EU environment commissioner threatens tougher controls on fluorinated gases implicated in global warming.

Arthur Rogers, Brussels

European Union Environment Commissioner Stavros Dimas is threatening tougher controls on use of fluorinated gases implicated in global warming.

Dimas issued the warning on 1 February after environment ministers and members of the European Parliament agreed prohibitions and restrictions on use of 17 hydrofluorocarbons (HFCs), seven perfluorocarbons (PFCs) and sulfur hexafluoride (SF6).

Much will depend, said Dimas, on the success of new rules to prevent emissions from sealed systems in which use of fluorinated gases remains permitted. This EU legislation lays down requirements for leak detection equipment in major installations such as cold stores using 300kg or more of fluorinated gases (f-gases) as refrigerants, regular checks by inspectors trained to EU-wide standards, and other rules on containment, reclamation and/or safe destruction of f-gases.

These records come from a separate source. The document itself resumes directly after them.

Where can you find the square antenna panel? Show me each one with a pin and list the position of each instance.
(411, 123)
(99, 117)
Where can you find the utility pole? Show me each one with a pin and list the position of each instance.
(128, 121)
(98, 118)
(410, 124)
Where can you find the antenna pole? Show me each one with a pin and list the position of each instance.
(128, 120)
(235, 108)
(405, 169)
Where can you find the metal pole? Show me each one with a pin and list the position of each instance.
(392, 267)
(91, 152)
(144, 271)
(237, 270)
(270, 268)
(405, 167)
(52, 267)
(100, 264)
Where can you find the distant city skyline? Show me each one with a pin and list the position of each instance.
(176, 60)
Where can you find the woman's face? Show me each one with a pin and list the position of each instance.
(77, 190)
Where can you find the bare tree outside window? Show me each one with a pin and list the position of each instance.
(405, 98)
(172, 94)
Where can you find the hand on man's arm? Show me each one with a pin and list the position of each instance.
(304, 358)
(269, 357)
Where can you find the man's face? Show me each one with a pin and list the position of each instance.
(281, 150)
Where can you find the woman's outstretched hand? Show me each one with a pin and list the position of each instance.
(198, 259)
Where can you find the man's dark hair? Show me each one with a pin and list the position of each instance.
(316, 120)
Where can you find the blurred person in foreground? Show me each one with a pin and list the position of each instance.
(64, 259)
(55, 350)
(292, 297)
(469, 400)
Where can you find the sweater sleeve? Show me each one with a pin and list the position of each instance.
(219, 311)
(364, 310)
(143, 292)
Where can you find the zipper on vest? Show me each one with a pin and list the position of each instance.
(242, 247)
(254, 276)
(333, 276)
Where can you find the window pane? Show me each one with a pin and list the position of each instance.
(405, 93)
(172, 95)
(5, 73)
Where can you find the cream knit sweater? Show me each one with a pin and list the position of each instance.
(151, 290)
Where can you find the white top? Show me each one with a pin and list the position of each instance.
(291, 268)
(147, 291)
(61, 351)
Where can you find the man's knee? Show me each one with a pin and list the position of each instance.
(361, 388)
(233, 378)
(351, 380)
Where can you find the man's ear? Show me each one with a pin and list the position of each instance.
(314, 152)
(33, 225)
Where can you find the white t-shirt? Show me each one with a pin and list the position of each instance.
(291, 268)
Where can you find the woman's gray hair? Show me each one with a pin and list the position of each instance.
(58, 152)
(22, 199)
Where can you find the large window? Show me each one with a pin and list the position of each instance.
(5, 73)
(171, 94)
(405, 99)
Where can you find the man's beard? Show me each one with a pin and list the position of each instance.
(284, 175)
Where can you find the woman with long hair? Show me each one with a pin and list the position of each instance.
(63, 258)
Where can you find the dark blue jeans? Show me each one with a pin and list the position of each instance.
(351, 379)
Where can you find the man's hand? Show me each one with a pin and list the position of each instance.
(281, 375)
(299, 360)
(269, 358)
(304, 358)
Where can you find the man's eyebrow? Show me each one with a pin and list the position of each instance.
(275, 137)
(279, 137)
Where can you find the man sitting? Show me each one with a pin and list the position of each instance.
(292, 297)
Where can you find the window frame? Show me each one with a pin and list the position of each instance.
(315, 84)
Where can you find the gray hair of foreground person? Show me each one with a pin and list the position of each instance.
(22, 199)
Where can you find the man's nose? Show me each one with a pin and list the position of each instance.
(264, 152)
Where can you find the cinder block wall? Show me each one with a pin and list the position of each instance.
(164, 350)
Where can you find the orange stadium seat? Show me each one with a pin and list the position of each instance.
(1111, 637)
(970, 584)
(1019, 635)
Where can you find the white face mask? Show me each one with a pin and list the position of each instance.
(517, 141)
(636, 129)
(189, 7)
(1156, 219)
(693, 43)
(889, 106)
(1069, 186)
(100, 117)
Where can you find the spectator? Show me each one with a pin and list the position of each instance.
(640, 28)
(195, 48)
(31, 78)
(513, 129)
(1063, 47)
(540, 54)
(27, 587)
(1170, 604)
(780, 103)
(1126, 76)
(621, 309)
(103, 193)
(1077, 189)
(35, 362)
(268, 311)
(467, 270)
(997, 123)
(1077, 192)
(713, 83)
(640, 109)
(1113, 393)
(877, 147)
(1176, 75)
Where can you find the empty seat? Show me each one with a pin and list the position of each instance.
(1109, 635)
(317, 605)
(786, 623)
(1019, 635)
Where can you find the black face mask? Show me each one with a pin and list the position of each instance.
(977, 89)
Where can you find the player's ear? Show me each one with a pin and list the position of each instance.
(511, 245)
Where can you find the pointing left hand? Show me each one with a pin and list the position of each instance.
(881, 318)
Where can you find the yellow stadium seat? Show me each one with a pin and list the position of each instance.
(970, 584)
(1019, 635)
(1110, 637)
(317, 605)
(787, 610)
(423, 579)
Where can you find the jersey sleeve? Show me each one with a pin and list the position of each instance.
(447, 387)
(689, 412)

Smaller operations using as little as 3kg of controlled refrigerants face new record-keeping obligations, to enable the EU to monitor   progress toward curbing greenhouse emissions of f-gases covered by the Kyoto protocol.

Uses that lead to uncontrolled emissions will be prohibited, as in tyres, insulating foam and window units. Frivolous applications, notably self-chilling drink cans, ’air technology’ trainer shoes and party aerosols, are also banned.

In the case of the niche application of SF6 in magnesium die-casting - a use which has escaped regulation to date - firms will be limited to 850 kg per year.

While fluorinated gases account for only two per cent of EU greenhouse gas emissions, they have long atmospheric lifetimes and their global warming potential (GWP) is generally thousands of times greater than that of CO2 - SF6 is calculated to have a GWP almost 30 000 times greater.

The new EU controls, which must now be rubber stamped by the European parliament and the 25 EU state governments, aim to reduce EU emissions of f-gases by the equivalent of 23 million tonnes of CO2 by 2020. 

For industry, the new EU legislation will entail a switch to alternatives barely a decade after firms turned to HFCs and PFCs as replacements for chlorofluorocarbons and hydrochlorofluorocarbons banned or restricted under the Montrealprotocol.

Irish MEP Avril Doyle, one of the parliament’s lead negotiators, told Chemistry World, ’The EU is already embarked on its drive to reduce CO2 emissions. The new legislation should ensure that EU emissions of fluorinated gases will be reduced by more than 20 per cent from 1995 levels by 2012.’